Functionality X at $500 has a very different market than the same functionality X at $1500; if a startup is aiming to check for product-market fit, then the expensive manual domestic builds would be aimed at a different target market that also requires and uses different features, requires different marketing and sales channels, etc with requirements and preferences that often are entirely opposite of what the "real" product should have.

Such an iteration would help in handling the actual manufacturing, but would not help in building all the other parts of the business as intended as it would drive all of them in a wrong direction.

Furthermore, who funds the very large fixed costs of design and development? If they had chosen "more manual domestic builds in the low hundreds of units" then they would have saved money/scale in manufacturing but would not have the funding needed for the engineering team to make the actual product, whatever they had was funded essentially by pre-sales.

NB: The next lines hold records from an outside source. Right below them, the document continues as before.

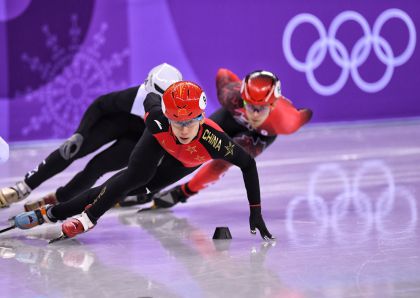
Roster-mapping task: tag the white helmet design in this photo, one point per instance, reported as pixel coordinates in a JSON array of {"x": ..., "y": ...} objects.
[{"x": 161, "y": 77}]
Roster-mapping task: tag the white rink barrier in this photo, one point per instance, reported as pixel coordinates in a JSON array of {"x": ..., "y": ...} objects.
[{"x": 4, "y": 150}]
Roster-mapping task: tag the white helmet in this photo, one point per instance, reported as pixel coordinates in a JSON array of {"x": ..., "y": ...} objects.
[{"x": 161, "y": 77}]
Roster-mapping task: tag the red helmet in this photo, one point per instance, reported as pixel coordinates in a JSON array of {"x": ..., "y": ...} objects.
[
  {"x": 183, "y": 101},
  {"x": 260, "y": 87}
]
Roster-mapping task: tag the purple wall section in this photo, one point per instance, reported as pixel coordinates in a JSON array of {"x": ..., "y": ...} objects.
[{"x": 347, "y": 60}]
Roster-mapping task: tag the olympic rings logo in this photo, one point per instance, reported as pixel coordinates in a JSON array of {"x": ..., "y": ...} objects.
[
  {"x": 349, "y": 62},
  {"x": 370, "y": 213}
]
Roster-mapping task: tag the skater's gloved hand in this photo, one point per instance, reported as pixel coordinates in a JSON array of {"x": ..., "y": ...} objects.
[
  {"x": 71, "y": 146},
  {"x": 170, "y": 198},
  {"x": 257, "y": 222}
]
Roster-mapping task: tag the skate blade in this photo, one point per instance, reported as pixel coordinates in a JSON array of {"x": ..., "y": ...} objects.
[{"x": 59, "y": 238}]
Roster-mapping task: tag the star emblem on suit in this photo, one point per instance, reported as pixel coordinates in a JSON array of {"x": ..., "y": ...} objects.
[
  {"x": 191, "y": 149},
  {"x": 200, "y": 158}
]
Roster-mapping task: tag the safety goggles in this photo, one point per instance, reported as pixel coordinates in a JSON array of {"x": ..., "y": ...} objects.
[
  {"x": 259, "y": 109},
  {"x": 180, "y": 124}
]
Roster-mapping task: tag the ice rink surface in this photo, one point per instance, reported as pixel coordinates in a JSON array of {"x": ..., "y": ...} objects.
[{"x": 342, "y": 200}]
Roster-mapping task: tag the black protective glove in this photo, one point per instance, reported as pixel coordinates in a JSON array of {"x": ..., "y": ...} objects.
[
  {"x": 257, "y": 222},
  {"x": 71, "y": 146},
  {"x": 170, "y": 198}
]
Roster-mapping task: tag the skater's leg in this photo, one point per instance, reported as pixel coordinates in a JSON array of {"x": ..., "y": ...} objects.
[{"x": 112, "y": 159}]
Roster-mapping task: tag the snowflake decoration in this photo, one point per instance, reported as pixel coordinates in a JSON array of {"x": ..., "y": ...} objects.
[{"x": 70, "y": 89}]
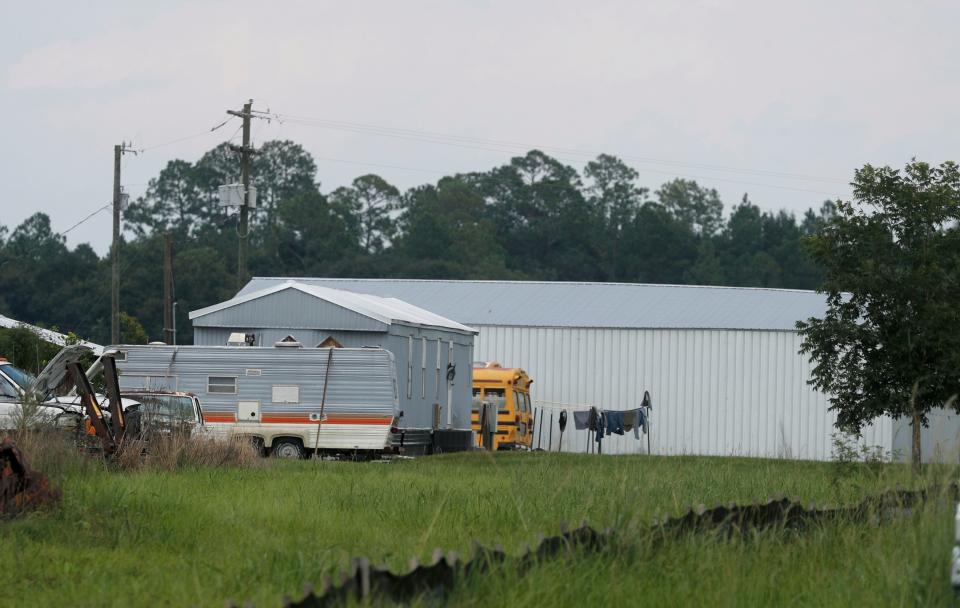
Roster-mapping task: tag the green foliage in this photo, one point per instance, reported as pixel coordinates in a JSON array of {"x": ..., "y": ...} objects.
[
  {"x": 25, "y": 349},
  {"x": 888, "y": 343},
  {"x": 531, "y": 218},
  {"x": 853, "y": 460},
  {"x": 131, "y": 331}
]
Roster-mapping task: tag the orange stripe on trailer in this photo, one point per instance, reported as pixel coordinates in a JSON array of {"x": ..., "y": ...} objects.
[{"x": 281, "y": 419}]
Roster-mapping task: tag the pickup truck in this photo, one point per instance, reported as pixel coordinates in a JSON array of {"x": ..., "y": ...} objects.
[{"x": 18, "y": 387}]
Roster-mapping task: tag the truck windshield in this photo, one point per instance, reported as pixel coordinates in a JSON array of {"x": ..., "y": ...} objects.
[
  {"x": 170, "y": 407},
  {"x": 22, "y": 378}
]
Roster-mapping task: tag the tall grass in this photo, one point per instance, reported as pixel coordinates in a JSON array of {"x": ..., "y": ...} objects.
[
  {"x": 195, "y": 535},
  {"x": 904, "y": 562}
]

It's also reasonable to have products that are totally unviable if the volumes are low, because to get an adequate price you need economies of scale. A business plan that clearly states "we either go big or go bust" can be a valid business plan; many real industries have a situation where selling just 1000 units is worse than selling 0 units, you either manufacture at scale or close up the shop.




I agree with your points, especially around price point. However, a large part of hitting a price point is volume and negotiating power. Startups have neither (Kickstarter numbers aren't high enough to see a significant price drop), so--whether or not they're done domestically--the first runs of product are usually subsidized by investment anyways. Investment should also cover the R&D. If, as a startup, you're funding your R&D largely from pre-sales, I'd maintain that you don't have enough money.

Edit: Also, to your point about going big or bust--I think that's fine as long as the reason for bust is market powers beyond your control. But to bust before launch because you didn't have a viable plan/resources to get through manufacturing is just a shame.

Edit 2: I should mention that I see small domestic runs as one way to deal with the manufacturing problem. Another is to simplify the product for your first run. Another is to raise more money. They all have tradeoffs and I don't think there's a one-size-fits-all solution. I didn't mean to imply that.